The pores in shales are mainly of nanometer‐scale, and their pore size distribution is very important for the preservation and exploitation of shale gas. This study focused on the organic‐rich Lower Silurian black shale from four wells in the Upper Yangtze Platform, and their TOC, mineralogical composition and pore characterization were investigated. Low pressure N₂ and CO₂ adsorption were conducted at 77.35 K and 273.15 K, respectively, and the pore structures were characterized by modified Brunauer‐Emmett‐Teller (BET), Dubinin‐Radushkevich (DR), t‐plot, Barrett‐Joyner‐Halenda (BJH) and density functional theory (DFT) methods and then the relationship between pore structure and shale gas sorption capacity was discussed. The results indicate that (1) The Lower Silurian shale has high TOC content of 0.92%–4.96%, high quartz content of 30.6%–69.5%, and high clays content of 24.1%–51.2%. The total specific surface area varies from 7.56 m²/g to 25.86 m²/g. Both the total specific surface area and quartz content are positively associated with the TOC content. (2) Shale samples with higher TOC content have more micropores, which results in more complex nanopore structure.

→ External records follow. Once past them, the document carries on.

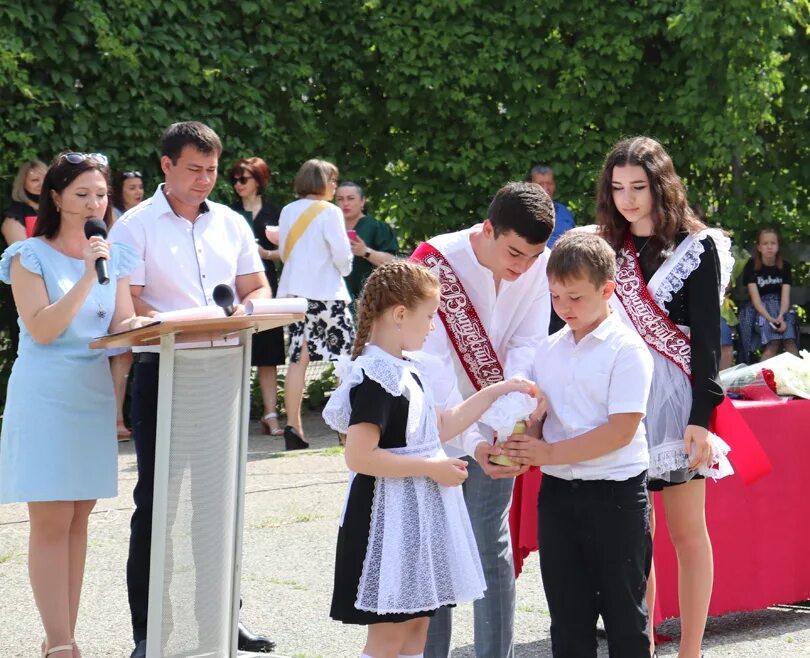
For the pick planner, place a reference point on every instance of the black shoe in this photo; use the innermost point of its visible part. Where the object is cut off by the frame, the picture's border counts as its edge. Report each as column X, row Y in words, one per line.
column 254, row 643
column 293, row 440
column 140, row 650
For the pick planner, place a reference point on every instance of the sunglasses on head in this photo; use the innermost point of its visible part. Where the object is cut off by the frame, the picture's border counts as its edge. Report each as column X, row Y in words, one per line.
column 78, row 158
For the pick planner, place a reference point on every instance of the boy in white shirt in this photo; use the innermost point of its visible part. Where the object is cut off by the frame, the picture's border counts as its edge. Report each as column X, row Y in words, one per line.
column 593, row 511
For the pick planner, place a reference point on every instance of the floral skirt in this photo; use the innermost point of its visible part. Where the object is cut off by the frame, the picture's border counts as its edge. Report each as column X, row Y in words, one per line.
column 327, row 327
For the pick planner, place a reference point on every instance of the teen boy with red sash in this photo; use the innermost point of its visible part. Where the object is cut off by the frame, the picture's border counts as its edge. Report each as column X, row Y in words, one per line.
column 494, row 309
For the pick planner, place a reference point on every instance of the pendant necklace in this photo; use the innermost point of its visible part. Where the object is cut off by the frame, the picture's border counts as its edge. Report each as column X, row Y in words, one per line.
column 643, row 247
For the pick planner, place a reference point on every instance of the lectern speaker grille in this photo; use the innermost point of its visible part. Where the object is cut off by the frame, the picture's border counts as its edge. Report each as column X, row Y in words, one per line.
column 201, row 502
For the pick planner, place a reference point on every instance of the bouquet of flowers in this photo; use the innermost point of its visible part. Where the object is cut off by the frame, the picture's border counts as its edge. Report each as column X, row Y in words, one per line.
column 784, row 374
column 749, row 382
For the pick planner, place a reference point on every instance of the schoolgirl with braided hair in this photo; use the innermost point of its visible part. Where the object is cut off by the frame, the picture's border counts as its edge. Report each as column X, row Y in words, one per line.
column 405, row 546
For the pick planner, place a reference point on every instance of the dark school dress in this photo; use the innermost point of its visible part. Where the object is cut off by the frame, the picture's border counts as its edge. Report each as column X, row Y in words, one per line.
column 370, row 404
column 695, row 306
column 268, row 346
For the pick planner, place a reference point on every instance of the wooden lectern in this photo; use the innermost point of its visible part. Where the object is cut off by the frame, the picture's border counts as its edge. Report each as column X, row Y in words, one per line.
column 200, row 462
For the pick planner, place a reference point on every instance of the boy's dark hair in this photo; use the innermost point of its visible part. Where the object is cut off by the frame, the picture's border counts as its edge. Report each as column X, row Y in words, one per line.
column 524, row 208
column 581, row 254
column 189, row 133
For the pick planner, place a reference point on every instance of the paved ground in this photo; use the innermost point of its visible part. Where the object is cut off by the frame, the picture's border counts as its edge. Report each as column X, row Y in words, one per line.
column 292, row 506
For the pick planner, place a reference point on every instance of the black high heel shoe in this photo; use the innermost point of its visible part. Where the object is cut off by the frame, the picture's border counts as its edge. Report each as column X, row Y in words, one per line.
column 293, row 440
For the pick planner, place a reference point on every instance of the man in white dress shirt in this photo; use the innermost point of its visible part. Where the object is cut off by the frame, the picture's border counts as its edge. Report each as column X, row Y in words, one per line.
column 188, row 245
column 501, row 264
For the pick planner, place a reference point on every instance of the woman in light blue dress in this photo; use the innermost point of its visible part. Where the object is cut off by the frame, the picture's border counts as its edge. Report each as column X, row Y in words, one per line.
column 58, row 448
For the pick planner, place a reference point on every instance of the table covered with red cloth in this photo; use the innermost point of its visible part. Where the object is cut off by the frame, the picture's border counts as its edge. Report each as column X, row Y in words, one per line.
column 760, row 532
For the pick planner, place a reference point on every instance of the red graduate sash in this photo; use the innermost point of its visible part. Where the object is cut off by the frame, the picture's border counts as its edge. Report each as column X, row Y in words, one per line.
column 663, row 335
column 470, row 341
column 460, row 319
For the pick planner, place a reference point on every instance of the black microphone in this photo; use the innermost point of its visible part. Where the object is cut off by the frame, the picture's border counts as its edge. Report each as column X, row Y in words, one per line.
column 223, row 296
column 92, row 227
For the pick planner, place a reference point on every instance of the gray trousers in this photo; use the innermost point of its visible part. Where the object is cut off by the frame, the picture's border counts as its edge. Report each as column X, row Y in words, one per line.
column 488, row 503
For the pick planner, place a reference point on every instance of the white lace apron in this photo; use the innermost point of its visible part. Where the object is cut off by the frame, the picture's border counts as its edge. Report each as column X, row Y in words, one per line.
column 421, row 551
column 670, row 400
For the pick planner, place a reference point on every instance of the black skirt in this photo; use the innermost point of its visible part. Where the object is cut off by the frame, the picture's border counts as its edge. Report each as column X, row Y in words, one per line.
column 268, row 348
column 351, row 553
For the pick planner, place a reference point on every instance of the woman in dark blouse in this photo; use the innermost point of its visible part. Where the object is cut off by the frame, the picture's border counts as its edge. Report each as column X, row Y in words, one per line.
column 18, row 224
column 250, row 177
column 768, row 321
column 639, row 195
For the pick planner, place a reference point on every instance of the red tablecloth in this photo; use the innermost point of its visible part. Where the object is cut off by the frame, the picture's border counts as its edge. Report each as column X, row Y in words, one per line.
column 760, row 532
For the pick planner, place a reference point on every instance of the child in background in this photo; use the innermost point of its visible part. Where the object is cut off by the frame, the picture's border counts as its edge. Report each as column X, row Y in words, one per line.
column 405, row 546
column 768, row 279
column 593, row 511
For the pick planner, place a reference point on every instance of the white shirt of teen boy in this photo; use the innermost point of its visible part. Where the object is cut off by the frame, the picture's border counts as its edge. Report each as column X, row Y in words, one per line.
column 608, row 372
column 515, row 317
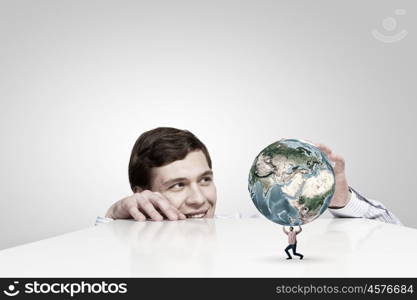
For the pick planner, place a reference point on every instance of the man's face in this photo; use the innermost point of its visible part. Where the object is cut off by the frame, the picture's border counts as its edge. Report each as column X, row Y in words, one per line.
column 188, row 185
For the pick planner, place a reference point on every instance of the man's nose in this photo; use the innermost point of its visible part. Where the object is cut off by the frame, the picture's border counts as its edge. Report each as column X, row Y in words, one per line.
column 196, row 197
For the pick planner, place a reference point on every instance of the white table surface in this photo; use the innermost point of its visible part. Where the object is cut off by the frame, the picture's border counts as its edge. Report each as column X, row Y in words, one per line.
column 252, row 247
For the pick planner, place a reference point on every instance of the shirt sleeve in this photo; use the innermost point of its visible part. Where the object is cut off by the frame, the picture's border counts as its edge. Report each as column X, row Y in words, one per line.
column 361, row 207
column 102, row 220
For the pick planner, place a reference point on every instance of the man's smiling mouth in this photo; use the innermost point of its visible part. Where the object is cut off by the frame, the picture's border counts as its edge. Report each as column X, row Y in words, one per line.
column 196, row 215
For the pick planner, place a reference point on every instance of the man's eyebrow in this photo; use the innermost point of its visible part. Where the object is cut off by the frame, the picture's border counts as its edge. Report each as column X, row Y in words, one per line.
column 174, row 180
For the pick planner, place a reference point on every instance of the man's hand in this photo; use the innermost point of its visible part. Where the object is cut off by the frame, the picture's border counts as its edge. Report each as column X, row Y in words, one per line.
column 145, row 205
column 342, row 194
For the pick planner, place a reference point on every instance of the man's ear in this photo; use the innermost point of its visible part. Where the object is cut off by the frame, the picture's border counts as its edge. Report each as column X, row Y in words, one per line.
column 137, row 189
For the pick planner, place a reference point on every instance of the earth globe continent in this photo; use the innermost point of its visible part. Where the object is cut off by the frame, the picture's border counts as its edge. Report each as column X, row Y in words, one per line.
column 291, row 182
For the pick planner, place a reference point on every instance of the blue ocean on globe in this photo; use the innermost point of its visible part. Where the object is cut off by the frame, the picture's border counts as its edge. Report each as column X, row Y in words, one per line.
column 291, row 182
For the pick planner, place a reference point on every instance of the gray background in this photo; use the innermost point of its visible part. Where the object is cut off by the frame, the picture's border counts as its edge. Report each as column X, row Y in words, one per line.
column 80, row 80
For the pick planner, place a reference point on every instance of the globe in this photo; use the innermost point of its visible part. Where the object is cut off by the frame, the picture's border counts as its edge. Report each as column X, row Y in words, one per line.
column 291, row 182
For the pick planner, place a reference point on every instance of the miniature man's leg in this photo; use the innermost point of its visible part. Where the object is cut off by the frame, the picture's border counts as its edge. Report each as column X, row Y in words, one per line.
column 294, row 251
column 288, row 253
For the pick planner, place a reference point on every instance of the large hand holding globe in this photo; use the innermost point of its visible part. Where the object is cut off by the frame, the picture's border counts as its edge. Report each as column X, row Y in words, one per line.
column 341, row 195
column 292, row 182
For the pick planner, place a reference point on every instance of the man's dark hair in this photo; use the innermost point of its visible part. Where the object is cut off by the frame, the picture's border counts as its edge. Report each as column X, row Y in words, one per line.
column 159, row 147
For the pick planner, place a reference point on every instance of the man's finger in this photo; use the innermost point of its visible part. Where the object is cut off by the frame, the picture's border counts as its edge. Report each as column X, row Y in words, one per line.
column 164, row 206
column 136, row 214
column 146, row 206
column 339, row 162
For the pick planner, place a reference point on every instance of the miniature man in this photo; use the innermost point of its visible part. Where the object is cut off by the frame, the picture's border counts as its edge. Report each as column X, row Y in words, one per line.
column 292, row 241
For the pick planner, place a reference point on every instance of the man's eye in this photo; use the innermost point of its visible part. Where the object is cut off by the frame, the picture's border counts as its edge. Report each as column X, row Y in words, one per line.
column 177, row 186
column 207, row 179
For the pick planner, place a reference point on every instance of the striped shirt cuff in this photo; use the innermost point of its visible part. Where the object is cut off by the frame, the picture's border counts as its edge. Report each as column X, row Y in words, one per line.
column 355, row 208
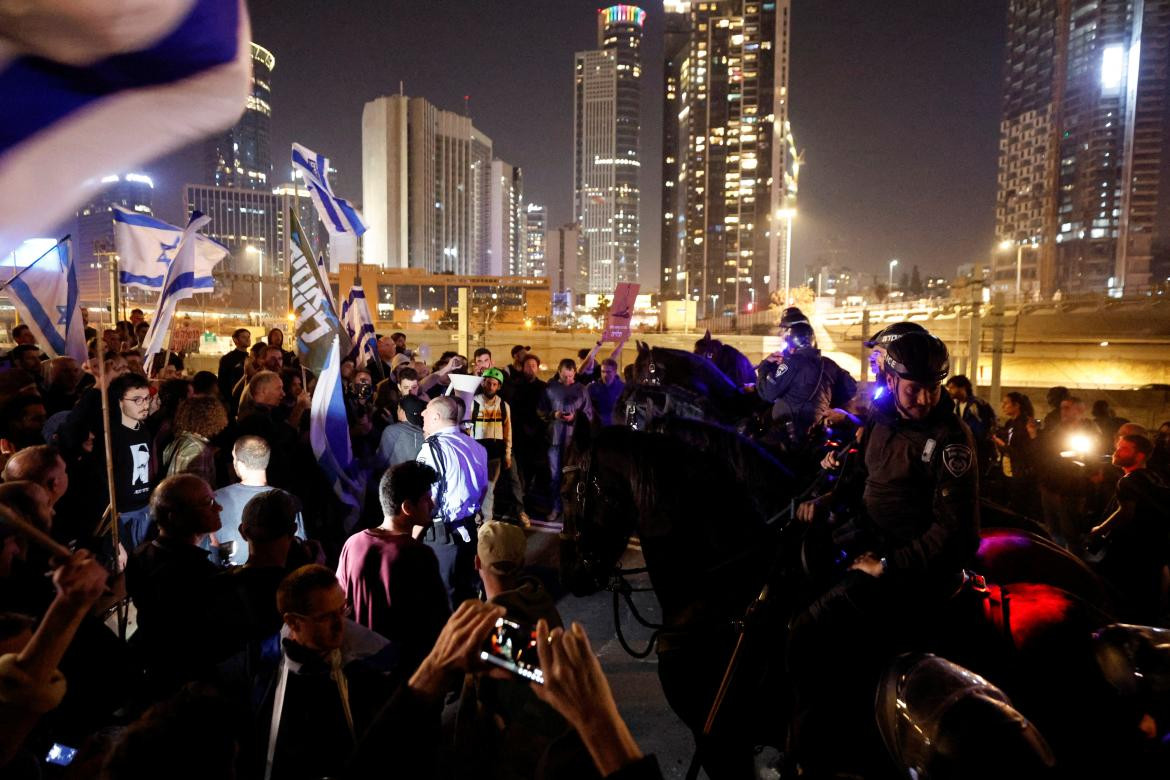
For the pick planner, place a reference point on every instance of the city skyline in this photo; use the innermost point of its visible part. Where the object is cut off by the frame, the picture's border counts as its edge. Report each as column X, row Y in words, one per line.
column 895, row 164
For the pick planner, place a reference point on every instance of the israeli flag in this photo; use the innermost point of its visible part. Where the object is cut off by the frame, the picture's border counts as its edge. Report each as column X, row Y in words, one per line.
column 178, row 284
column 45, row 294
column 146, row 246
column 91, row 87
column 359, row 325
column 336, row 213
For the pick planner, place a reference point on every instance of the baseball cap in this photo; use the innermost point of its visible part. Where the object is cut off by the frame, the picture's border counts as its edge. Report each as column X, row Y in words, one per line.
column 412, row 407
column 501, row 547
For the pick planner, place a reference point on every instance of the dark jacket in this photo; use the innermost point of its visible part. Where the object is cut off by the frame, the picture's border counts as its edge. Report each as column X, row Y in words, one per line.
column 920, row 492
column 800, row 388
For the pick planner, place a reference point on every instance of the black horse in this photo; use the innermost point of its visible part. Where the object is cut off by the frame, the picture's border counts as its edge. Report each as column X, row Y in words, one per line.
column 709, row 549
column 708, row 546
column 728, row 359
column 687, row 385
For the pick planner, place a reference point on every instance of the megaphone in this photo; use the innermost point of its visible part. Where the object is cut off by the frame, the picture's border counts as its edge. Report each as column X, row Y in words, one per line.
column 463, row 387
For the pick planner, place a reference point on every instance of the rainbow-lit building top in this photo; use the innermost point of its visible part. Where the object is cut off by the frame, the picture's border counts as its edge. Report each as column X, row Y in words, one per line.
column 624, row 14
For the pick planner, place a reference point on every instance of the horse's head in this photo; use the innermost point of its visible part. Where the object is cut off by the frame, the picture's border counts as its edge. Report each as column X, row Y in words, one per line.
column 646, row 370
column 594, row 524
column 709, row 347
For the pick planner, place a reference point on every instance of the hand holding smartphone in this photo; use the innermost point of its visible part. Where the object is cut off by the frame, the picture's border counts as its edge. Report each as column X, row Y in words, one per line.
column 513, row 647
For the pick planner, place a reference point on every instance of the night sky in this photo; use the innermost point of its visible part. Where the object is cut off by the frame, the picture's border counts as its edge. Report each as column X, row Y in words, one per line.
column 894, row 103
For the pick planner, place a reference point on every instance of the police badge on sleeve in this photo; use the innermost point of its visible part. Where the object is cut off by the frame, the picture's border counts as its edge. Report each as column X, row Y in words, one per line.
column 957, row 458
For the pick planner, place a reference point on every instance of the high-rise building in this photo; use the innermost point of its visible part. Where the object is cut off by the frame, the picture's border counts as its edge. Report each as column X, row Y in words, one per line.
column 729, row 153
column 506, row 233
column 241, row 157
column 95, row 229
column 426, row 178
column 566, row 260
column 535, row 225
column 606, row 137
column 1082, row 199
column 254, row 226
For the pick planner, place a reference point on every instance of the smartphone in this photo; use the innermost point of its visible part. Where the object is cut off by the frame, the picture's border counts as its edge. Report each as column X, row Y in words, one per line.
column 61, row 754
column 513, row 647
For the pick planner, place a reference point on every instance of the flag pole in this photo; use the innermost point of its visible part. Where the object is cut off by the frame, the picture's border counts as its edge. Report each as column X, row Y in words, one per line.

Micropore volumes/surface areas and non‐micropore surface areas all increase with the increasing TOC content. (3) A combination of N₂ and CO₂ adsorption provides the most suitable detection range (～0.3–60 nm) and has high reliability and accuracy for nanopore structure characterization. (4) The TOC content is the key factor to control the gas sorption capacity of the Lower Silurian shale in the Upper Yangtze Platform.